Aside on log transformations
Note: This following material was not discussed in the EMA book.
Fitting a regression model on a log transformed target variable, then applying the inverse operation on the logged model prediction will result in biased predictions. This may or may not be a problem depending on your goals, loss functions, etc.
Helpful links:
Refer to the references below regarding techniques for bias correction when logging the target variable:
- Duan’s transformation: https://stats.stackexchange.com/questions/55692/back-transformation-of-an-mlr-model
- Example of Duan’s smearing in python: https://andrewpwheeler.com/tag/linear-regression/
- Alternative smearing adjustment using regression without an intercept: https://stats.stackexchange.com/questions/361618/how-to-back-transform-a-log-transformed-regression-model-in-r-with-bias-correcti
- Good discussion on target variable transformation: https://florianwilhelm.info/2020/05/honey_i_shrunk_the_target_variable/
- Lognormal smearing: https://en.wikipedia.org/wiki/Smearing_retransformation
- Forecasting bias: https://arxiv.org/pdf/2208.12264
Example Bias Adjustment factors using Duan’s Transformation
Duan’s transformation Formula using log base 10:
\[\hat{Y}_j = 10^{(\widehat{\log_{10}{Y}}_j)} \cdot \frac{1}{N}\sum_{i=1}^N 10^{e_i}\]

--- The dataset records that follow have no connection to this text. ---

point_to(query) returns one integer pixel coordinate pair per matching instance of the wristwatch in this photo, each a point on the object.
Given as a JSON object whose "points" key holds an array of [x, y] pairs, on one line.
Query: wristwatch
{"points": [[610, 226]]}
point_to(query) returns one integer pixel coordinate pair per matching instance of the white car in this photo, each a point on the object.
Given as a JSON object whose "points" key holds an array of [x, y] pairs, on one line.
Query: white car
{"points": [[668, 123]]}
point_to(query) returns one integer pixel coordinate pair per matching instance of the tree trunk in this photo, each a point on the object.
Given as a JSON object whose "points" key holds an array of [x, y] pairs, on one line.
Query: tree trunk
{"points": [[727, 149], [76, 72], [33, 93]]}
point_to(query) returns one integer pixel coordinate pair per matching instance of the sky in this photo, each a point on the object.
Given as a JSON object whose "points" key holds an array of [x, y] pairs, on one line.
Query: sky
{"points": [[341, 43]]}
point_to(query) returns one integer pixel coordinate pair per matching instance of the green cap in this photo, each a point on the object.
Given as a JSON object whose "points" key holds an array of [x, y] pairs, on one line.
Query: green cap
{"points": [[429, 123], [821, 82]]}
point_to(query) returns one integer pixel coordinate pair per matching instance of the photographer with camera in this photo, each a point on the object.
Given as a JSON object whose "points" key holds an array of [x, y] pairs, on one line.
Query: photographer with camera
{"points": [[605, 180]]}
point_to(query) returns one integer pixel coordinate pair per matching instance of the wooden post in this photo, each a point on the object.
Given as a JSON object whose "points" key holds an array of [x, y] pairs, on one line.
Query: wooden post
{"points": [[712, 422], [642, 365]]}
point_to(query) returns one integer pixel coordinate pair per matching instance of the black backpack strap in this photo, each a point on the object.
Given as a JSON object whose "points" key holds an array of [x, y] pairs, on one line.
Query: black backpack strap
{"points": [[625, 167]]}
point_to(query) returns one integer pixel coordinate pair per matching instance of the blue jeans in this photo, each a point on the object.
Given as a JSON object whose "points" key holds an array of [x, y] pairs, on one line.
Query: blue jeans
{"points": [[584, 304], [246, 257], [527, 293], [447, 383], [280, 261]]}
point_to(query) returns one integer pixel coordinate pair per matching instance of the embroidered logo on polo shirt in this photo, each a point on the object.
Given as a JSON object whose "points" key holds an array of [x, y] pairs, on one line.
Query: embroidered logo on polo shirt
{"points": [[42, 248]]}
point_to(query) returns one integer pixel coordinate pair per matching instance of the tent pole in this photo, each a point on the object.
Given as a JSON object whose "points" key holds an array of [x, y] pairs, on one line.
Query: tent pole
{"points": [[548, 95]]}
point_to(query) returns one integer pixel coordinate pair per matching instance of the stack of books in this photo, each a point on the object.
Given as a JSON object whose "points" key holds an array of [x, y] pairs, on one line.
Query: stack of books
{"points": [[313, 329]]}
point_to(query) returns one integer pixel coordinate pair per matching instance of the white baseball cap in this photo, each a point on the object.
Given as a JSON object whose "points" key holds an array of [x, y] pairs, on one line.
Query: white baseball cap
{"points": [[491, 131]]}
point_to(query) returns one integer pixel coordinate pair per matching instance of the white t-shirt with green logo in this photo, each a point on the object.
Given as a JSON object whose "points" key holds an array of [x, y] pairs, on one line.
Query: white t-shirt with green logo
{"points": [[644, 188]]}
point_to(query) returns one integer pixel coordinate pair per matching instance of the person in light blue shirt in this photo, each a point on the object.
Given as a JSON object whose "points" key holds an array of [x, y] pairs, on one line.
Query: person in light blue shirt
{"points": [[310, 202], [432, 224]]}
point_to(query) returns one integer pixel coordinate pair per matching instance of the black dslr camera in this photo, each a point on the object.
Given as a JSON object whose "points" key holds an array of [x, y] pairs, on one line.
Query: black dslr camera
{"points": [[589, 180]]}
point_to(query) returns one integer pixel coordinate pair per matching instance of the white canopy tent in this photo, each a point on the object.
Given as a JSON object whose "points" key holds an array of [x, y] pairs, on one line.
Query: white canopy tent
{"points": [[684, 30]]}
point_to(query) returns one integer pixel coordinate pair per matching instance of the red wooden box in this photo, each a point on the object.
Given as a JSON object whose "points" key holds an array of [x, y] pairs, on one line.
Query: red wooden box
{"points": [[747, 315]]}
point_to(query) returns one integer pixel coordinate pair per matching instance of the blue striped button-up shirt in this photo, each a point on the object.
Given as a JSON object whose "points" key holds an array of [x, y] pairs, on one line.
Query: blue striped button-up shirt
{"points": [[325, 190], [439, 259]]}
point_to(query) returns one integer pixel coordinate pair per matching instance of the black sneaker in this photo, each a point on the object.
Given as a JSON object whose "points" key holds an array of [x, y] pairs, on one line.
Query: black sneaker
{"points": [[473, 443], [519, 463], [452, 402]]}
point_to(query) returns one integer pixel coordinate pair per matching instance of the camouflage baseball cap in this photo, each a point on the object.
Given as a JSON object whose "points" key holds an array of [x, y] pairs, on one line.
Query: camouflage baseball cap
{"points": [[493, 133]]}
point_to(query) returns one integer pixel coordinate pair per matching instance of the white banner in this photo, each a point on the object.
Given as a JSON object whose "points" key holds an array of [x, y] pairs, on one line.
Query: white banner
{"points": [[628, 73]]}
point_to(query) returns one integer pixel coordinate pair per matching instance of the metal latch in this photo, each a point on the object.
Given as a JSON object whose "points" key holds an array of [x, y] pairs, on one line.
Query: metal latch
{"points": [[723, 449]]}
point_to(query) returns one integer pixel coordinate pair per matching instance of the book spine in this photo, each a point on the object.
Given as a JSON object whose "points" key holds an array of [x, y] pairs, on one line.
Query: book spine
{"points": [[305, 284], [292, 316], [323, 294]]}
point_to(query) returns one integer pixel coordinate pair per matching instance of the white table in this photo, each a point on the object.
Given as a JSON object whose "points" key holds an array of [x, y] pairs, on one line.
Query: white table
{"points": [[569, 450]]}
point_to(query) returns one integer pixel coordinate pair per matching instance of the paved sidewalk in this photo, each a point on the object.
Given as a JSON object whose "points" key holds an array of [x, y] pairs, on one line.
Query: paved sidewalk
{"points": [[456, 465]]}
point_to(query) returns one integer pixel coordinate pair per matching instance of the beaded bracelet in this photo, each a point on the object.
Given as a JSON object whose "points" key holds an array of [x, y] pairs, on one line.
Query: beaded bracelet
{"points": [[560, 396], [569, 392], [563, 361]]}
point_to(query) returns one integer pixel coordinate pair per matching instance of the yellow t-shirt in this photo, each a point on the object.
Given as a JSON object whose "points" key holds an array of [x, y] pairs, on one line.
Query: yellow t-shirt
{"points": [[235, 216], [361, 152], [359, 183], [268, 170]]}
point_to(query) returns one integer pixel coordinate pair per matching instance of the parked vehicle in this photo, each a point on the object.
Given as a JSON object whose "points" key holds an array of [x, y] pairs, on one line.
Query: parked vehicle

where \(\widehat{\log_{10}{Y}}_j\) is the model’s prediction on the logged scale, and \(e_i\) is the model residual on the logged scale (i.e. \(log_{10} Y - \widehat{\log_{10}{Y}}_j\)).

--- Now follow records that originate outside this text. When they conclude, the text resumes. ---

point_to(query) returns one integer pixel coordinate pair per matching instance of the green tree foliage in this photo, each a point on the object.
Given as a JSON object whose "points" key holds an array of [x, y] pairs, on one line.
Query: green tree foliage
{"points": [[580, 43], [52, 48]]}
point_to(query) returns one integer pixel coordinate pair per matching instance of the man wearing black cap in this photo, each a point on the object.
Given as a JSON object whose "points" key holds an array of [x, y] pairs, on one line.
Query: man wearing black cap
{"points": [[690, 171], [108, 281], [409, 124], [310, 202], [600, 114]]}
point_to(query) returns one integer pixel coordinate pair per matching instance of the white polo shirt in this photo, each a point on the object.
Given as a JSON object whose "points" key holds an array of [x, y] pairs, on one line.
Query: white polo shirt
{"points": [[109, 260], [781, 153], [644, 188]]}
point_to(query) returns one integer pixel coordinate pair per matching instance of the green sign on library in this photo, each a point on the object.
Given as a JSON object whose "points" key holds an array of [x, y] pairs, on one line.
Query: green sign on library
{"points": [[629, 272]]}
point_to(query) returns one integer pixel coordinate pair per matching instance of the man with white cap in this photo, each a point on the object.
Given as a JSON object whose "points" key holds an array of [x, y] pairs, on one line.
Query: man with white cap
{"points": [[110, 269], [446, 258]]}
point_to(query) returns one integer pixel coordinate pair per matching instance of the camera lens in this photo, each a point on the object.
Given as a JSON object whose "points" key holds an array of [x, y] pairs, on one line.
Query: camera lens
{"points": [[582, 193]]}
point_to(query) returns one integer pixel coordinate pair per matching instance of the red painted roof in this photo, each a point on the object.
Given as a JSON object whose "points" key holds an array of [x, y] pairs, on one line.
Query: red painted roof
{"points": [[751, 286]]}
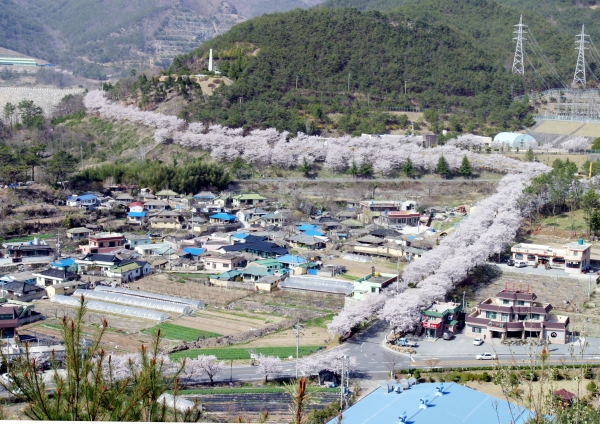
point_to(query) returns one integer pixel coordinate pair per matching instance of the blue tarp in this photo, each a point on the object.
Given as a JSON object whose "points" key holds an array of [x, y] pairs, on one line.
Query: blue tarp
{"points": [[137, 214], [307, 227], [194, 251], [290, 259], [314, 233], [223, 216]]}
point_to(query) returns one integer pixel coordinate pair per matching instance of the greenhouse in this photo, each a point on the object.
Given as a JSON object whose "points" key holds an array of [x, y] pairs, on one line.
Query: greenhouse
{"points": [[112, 308], [190, 302], [161, 305]]}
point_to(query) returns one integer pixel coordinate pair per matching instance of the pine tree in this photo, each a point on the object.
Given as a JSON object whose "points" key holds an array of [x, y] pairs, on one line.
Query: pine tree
{"points": [[353, 170], [305, 167], [529, 155], [442, 167], [408, 168], [465, 168]]}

ols smearing adjustment: 1.032
rf smearing adjustment: 1.008
gbm shallow smearing adjustment: 1.049
gbm deep smearing adjustment: 1.02
Below is a comparison of model performance on our test set using three different modeling methodologies:
- Using the raw scale target variable for modeling
- Using the log transformed target for modeling, then taking the inverse
- Using the log transformed target for modeling, then taking the inverse * smearing adjustment
Observations:
- The random forest model performs best in terms of squared error on the raw scale.
- The smearing adjustment improves the random forest compared to the basic back-transformed log model.
- The deep GBM model’s MAD value improves slightly with smearing, with a very small deterioration in squared error.